In the summer of 1941, Harold Siebler was 21 and living in Loup City, Nebraska when he signed up for military service. After enlisting, he realized that they had put him in the regular army and not the Army Air Corps (today’s Air Force). When he brought the mistake to the attention of his recruiter, he was honorably discharged and then re-enlisted into the Army Air Corps. The very next morning dad was on a train heading for Jefferson Barracks and basic training.
When he got off that train in Missouri the Drill Sergeant yelled out, “SIEBLER, FRONT AND CENTER!” Dad made his way through the crowd of Nebraska farm boys and stood at attention while the Sergeant looked over his papers and said, “I see you’ve served in the Army before. March these boys down to the barracks.” Somehow daad kept his wits about him and managed to get the recruits to their quarters. Dad sat out the rest of basic training and never had to pull KP (kitchen patrol) or MP (military patrol) duties because he had been a private in the regular army for only 24 hours.
In August of ‘43, dad graduated from OCS (Officer Candidate School) a commissioned Second Lieutenant, and then served in the China Burma India Theater of War where he was responsible for the maintenance and repairs of many of the two-engine, un-armed, C-47 aircraft that were carrying vital supplies to China over the Himalayan “Hump.”
Although my dad was not a military pilot, he would occasionally stow away on a flight over the Hump to prove to the crews that the planes were indeed air-worthy. The pilots who flew those mountains faced the many dangers of heavy loads, bad weather, high altitude, and hostile enemy aircraft on every flight. Often they were shot down, and rescue occurred only if the aircraft crashed somewhere close to base.
Dad remembers that the rescue patrols had to hack their way through the jungle in single file. The foliage and undergrowth was so thick that the men could not see more than a few feet in any direction.
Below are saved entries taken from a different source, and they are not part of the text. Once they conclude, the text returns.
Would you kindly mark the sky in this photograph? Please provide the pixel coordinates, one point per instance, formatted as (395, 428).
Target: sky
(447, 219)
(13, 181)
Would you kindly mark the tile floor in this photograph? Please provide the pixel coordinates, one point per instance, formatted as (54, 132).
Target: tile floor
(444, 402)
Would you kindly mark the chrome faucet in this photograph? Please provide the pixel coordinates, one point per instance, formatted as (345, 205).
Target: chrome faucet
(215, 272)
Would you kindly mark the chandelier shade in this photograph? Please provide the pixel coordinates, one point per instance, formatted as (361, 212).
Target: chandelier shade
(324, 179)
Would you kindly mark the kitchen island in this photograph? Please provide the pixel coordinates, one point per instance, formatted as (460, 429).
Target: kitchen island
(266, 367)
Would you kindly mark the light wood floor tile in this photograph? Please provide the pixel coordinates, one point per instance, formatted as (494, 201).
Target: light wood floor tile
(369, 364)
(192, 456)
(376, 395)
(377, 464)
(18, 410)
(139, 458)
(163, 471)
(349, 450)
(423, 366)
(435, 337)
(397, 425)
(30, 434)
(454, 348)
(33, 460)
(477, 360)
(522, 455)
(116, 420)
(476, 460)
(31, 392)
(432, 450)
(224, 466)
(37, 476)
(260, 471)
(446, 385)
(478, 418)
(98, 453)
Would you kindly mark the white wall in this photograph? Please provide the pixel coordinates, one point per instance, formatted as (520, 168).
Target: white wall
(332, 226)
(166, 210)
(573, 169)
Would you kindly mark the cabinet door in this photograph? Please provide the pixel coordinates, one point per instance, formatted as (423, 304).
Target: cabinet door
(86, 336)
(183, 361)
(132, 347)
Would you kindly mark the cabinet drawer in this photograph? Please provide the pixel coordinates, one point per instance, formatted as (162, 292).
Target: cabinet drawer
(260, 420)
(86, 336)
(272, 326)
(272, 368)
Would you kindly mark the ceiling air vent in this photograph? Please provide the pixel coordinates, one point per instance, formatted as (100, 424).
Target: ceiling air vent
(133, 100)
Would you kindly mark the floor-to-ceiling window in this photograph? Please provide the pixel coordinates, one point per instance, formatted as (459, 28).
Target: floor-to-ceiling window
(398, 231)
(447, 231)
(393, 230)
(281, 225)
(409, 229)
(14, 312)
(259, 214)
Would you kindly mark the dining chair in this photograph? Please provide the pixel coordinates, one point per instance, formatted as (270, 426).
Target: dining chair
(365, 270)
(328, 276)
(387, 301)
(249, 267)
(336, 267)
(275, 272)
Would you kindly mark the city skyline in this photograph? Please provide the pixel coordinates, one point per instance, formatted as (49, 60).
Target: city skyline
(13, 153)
So every few minutes these soldiers would reach out and tug on the right earlobe of the man in front of them to let them know they were being followed by a friend who had their back. If your ear didn’t get a regular tug the standing order was to turn around and start shooting, because the enemy was probably on your tail!
It should be obvious that I’m glad my dad survived the war and made it home safely. What’s probably less obvious is just how proud I am of him and of his service to our country. So this year I’m going to be with him when he marches with the rest of our heroes in the Veteran’s Day Parade. And every now and then I will reach up and tug on his ear to let him know that I love him, and that I’ve got his back.